Die Arbeiten von MAEID sind experimentelle Settings von Medienästhetiken, die Pflanzen, Tiere und Technologien in ihr Interface miteinbeziehen. Sie sind Anordnungen von Experimenten, in denen das Verhältnis zwischen den unterschiedlichen Akteuren und Prozessebenen moduliert und aktualisiert wird. Die »Transversalität« dieser Experimente, die immer neue Fragen (»questioning the questioning«) aufwerfen, wird nicht in erster Linie von neuen Technologien bestimmt, sondern ist in der Natur begründet, die als materielle Immanenzebene aus Differenz besteht und Differenz hervorbringt, also ein ständiges Sich-Öffnen und »Anders Werden« erzeugt.

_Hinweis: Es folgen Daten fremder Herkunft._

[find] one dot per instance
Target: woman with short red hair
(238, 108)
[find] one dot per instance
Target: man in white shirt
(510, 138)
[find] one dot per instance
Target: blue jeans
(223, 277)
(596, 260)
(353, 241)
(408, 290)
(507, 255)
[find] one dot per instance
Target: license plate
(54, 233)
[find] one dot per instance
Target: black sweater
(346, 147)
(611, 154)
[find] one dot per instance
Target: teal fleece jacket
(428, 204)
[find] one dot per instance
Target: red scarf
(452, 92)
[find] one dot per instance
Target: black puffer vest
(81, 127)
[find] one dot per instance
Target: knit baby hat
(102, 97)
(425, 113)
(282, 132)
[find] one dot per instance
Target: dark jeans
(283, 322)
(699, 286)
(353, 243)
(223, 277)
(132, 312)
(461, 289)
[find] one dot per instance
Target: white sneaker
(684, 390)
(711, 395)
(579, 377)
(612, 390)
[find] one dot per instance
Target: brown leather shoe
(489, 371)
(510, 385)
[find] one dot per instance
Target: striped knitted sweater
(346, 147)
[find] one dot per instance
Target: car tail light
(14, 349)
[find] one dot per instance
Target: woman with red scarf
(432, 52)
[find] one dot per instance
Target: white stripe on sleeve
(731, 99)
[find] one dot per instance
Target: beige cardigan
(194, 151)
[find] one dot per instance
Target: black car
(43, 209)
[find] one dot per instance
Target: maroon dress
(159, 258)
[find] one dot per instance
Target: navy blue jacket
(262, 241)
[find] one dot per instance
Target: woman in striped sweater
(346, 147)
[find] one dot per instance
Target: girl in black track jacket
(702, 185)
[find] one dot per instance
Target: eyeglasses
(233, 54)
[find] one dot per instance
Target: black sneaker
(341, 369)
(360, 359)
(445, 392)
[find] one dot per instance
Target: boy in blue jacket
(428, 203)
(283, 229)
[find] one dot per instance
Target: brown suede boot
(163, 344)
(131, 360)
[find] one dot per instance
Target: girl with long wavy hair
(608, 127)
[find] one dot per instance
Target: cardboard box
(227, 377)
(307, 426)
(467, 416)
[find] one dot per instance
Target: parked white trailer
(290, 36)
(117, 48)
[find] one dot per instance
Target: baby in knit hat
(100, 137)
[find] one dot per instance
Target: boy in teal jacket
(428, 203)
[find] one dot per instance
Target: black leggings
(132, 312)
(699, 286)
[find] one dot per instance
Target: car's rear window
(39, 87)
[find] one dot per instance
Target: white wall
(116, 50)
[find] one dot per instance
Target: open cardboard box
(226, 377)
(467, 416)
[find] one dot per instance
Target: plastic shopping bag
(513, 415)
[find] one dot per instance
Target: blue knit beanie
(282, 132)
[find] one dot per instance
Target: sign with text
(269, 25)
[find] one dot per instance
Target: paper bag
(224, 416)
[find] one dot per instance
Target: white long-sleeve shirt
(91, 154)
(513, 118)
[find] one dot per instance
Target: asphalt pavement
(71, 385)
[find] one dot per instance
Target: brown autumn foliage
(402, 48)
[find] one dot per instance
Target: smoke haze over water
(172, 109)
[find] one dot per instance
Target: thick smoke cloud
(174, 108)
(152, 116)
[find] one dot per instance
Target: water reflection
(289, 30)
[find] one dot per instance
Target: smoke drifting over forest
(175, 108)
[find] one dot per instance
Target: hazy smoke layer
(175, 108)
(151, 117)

I Ein neues ökologisches Paradigma?
Guattari steht am Anfang der Neukonzeptionalisierung des Ökologischen, die seit den Neunzigerjahren den Sinn der Ökologie verschiebt. Ökologie wird zunehmend denaturalisiert (»Ökologie ohne Natur«), das heißt: Der Ökologie Begriff wechselt die Seite von der Natur zum Artifiziellen (Kybernetisierung, Environments, algorithmische und sensorische Umwelten) und besetzt »sogar vornehmlich unnatürliche Bereiche«. Es gibt keinen Lebensraum, den die Computer inzwischen nicht erobert hätten, vielmehr ist der Lebensraum Teil einer »planetary scale infrastructure« (Bratton), die den Kapitalwert aus der Informationskraft der lebendigen Materie extrahiert.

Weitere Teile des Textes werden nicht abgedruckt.